Coal producers have failed to cultivate such a market. Climate change worries prompted Congress last year to turn back an attempt to mandate the use of coal-based synthetic fuels.

The Air Force's involvement comes at a crucial time for the industry. Coal's biggest customers, electric utilities, have scrapped at least four dozen proposed coal-fired power plants over rising costs and the uncertainties of climate change.

That would change quickly if coal-to-liquid plants gained political and economic traction under the Air Force's plan.

"This is a change agent for the entire industry," said John Baardson, chief executive of Baard Energy in Vancouver, Wash., which is awaiting permits for a proposed $5-billion, coal-based synthetic fuel plant in Ohio. "There would be a number of plants that would be needed just to support [the Air Force's] needs alone."

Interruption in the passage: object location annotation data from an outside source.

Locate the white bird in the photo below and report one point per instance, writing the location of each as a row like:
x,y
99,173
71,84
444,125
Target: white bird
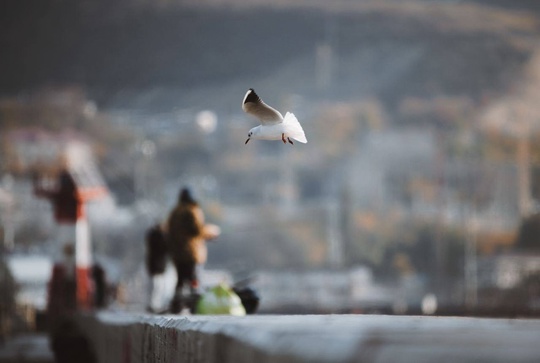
x,y
273,125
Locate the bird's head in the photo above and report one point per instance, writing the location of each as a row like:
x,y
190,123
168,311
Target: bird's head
x,y
252,133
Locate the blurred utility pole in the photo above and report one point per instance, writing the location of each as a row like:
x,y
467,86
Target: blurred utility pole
x,y
523,160
441,282
334,233
9,230
471,260
147,149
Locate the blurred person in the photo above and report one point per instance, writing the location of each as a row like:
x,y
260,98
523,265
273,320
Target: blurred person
x,y
187,234
156,262
100,286
62,286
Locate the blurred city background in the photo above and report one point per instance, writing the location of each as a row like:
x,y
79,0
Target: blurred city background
x,y
417,192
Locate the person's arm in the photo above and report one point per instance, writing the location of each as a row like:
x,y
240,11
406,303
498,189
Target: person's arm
x,y
207,231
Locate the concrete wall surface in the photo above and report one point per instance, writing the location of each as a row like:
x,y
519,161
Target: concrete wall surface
x,y
132,338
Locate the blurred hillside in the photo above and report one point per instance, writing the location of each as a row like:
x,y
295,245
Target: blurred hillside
x,y
139,54
415,113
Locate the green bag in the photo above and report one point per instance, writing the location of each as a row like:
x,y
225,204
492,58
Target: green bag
x,y
220,300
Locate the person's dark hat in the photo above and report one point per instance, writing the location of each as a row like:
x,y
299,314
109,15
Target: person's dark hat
x,y
186,197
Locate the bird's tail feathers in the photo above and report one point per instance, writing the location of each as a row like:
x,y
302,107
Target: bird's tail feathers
x,y
294,129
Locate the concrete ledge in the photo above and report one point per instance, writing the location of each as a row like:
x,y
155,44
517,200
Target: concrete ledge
x,y
130,338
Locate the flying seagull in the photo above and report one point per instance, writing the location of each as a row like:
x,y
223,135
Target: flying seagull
x,y
273,125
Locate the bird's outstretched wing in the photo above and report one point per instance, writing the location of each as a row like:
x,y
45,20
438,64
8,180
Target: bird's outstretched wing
x,y
253,105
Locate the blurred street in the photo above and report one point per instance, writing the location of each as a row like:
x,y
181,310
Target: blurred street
x,y
26,348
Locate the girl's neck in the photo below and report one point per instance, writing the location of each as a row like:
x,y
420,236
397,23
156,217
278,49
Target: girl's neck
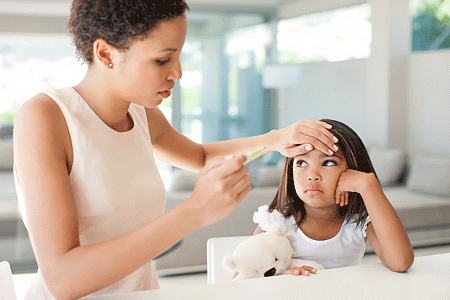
x,y
321,224
329,215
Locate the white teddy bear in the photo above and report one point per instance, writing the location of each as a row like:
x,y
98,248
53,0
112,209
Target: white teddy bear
x,y
266,254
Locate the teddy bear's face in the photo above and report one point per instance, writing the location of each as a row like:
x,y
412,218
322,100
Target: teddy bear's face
x,y
263,255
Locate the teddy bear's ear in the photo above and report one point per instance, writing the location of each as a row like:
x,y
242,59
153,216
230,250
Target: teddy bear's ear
x,y
229,263
278,228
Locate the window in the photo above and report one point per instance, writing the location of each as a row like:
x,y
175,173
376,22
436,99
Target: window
x,y
336,35
430,24
31,64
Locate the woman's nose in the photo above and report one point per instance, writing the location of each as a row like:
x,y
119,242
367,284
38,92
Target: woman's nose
x,y
176,72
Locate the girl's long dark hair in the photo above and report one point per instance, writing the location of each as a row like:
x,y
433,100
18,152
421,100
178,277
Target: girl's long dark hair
x,y
288,203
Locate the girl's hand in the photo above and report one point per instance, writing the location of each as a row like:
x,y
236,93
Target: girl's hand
x,y
304,270
303,136
354,181
221,185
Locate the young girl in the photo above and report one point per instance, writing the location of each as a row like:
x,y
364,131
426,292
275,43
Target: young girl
x,y
337,203
90,194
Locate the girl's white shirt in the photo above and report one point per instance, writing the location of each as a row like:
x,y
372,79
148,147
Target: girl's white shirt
x,y
115,182
344,249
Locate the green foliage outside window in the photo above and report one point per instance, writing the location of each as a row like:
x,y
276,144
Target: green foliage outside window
x,y
431,25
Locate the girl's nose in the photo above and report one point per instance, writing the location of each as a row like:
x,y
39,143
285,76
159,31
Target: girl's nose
x,y
314,176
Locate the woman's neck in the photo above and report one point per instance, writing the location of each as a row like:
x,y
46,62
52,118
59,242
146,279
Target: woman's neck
x,y
98,94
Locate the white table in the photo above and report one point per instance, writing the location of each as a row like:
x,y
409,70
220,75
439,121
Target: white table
x,y
428,278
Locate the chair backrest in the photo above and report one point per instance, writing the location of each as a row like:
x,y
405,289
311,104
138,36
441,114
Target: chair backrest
x,y
7,290
216,250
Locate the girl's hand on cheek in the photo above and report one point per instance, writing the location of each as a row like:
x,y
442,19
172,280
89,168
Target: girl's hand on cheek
x,y
353,181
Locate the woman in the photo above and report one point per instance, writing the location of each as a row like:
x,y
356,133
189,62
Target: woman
x,y
88,187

Only about 15% of the 25,000 barrels of synthetic fuel that would be produced daily at the Malmstrom plant would be suitable for jet fuel. The remainder would be lower-grade diesel for vehicles, and naphtha, a material used in the chemical industry.

That means the Air Force would need at least seven plants of the same size to meet its 2016 goal, said Col. Bobbie "Griff" Griffin, senior assistant to Anderson.

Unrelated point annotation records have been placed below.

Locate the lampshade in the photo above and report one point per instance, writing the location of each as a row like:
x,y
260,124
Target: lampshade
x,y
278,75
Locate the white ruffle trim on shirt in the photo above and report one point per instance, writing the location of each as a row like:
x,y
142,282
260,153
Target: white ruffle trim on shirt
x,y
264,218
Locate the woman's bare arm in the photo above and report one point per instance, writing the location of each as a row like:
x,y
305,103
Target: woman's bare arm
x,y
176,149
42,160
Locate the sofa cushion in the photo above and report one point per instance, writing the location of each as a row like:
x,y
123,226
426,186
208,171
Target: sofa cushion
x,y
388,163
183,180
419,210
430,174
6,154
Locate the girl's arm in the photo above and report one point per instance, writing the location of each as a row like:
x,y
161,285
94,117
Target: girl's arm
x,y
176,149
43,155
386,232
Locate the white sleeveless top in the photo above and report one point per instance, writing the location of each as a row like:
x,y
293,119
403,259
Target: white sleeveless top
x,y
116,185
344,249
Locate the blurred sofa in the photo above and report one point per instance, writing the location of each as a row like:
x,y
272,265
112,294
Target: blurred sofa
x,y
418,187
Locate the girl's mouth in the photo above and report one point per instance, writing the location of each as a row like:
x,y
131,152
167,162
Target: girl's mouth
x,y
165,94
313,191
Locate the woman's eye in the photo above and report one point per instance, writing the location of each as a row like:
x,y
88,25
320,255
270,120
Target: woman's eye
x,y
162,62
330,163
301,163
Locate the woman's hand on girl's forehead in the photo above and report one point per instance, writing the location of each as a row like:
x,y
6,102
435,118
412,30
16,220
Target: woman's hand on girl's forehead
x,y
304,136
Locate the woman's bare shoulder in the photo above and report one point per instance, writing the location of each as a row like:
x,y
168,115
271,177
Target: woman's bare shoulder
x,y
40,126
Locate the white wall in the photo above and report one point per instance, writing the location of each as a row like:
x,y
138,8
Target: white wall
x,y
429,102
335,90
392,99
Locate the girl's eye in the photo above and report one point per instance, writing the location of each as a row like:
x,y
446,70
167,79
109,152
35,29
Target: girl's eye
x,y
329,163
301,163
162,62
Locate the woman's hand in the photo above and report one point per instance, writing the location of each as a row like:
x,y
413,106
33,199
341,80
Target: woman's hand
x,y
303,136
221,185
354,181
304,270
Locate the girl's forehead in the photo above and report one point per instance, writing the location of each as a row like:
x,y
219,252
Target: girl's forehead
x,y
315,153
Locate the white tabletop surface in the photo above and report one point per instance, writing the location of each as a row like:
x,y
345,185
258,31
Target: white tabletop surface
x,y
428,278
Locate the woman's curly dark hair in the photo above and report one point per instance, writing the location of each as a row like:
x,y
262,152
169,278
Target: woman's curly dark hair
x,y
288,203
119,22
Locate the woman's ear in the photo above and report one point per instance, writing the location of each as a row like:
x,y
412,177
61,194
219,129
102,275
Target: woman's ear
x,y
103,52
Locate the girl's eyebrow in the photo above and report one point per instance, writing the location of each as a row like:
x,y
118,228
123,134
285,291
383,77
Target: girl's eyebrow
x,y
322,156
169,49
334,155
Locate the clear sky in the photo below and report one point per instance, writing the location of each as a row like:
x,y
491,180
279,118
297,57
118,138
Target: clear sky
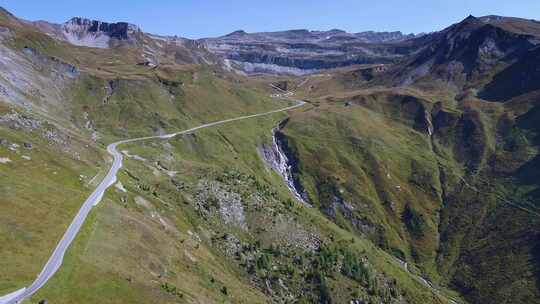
x,y
209,18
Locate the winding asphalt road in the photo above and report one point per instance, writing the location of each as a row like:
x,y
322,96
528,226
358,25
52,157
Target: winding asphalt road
x,y
57,257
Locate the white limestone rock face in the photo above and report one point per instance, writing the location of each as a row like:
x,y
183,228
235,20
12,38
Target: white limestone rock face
x,y
97,34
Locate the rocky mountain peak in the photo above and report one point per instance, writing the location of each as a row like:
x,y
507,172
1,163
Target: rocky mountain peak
x,y
93,33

Coal producers have their sights set even higher.

A 2006 report from the National Coal Council said a fully mature coal-to-liquid industry serving the commercial sector could produce 2.6 million barrels of fuel a day by 2025. Such an industry would more than double the nation's coal production, according to the industry-backed Coal-to-Liquids Coalition.

On Wall Street, however, skepticism lingers.

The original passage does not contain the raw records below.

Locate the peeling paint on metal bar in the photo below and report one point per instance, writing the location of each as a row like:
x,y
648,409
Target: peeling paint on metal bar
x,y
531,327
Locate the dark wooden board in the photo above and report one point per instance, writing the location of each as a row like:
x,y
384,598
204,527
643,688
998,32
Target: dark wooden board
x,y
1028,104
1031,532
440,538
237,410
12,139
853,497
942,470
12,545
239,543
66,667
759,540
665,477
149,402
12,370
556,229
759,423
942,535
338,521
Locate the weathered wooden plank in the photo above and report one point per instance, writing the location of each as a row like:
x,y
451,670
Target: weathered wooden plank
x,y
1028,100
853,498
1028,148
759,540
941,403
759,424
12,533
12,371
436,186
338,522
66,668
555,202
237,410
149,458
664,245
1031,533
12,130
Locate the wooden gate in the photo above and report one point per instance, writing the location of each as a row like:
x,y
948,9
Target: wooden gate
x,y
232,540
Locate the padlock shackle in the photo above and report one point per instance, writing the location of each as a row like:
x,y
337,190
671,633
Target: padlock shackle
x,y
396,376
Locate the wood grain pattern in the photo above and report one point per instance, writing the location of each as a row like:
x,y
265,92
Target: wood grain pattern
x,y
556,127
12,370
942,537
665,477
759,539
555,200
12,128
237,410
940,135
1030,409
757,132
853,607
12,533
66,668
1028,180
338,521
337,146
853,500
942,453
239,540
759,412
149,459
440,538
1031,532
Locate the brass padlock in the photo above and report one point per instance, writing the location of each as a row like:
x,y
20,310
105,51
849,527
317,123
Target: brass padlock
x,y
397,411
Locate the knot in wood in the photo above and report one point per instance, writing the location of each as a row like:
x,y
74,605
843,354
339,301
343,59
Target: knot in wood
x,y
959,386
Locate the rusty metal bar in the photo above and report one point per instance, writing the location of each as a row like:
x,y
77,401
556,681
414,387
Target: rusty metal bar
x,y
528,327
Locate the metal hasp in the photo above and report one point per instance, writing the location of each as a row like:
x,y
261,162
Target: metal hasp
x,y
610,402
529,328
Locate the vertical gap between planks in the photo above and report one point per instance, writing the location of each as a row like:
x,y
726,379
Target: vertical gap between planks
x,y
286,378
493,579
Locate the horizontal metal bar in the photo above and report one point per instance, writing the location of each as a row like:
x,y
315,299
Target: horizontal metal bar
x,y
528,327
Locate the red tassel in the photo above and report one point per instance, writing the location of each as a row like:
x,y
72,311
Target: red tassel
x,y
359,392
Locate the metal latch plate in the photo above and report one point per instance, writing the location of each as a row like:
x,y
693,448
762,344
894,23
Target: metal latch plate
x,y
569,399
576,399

"Is it a viable technology? Certainly it is. The challenge seems to be getting the first couple [of plants] done," said industry analyst Gordon Howald with Calyon Securities. "For a company to commit to this and then five years later oil is back at $60 -- this becomes the worst idea that ever happened."

The Air Force is adamant it can advance the technology used in those plants to turn dirty coal into a "green fuel" by capturing the carbon dioxide and other, more toxic emissions produced during manufacturing.

That would not, however, address emissions from burning the fuel, said Robert Williams, a scientist at Princeton University. To do more than simply break even, the industry must reduce the amount of coal used in the synthetic-fuel blend and supplement it with fuel derived from plants, Williams said.

Air Force officials said they were investigating that possibility.

"They'd like to have [coal to liquid] because of security concerns -- a reliable source of power. They're not thinking beyond that one issue," Waxman said. Climate change "is also a national security concern."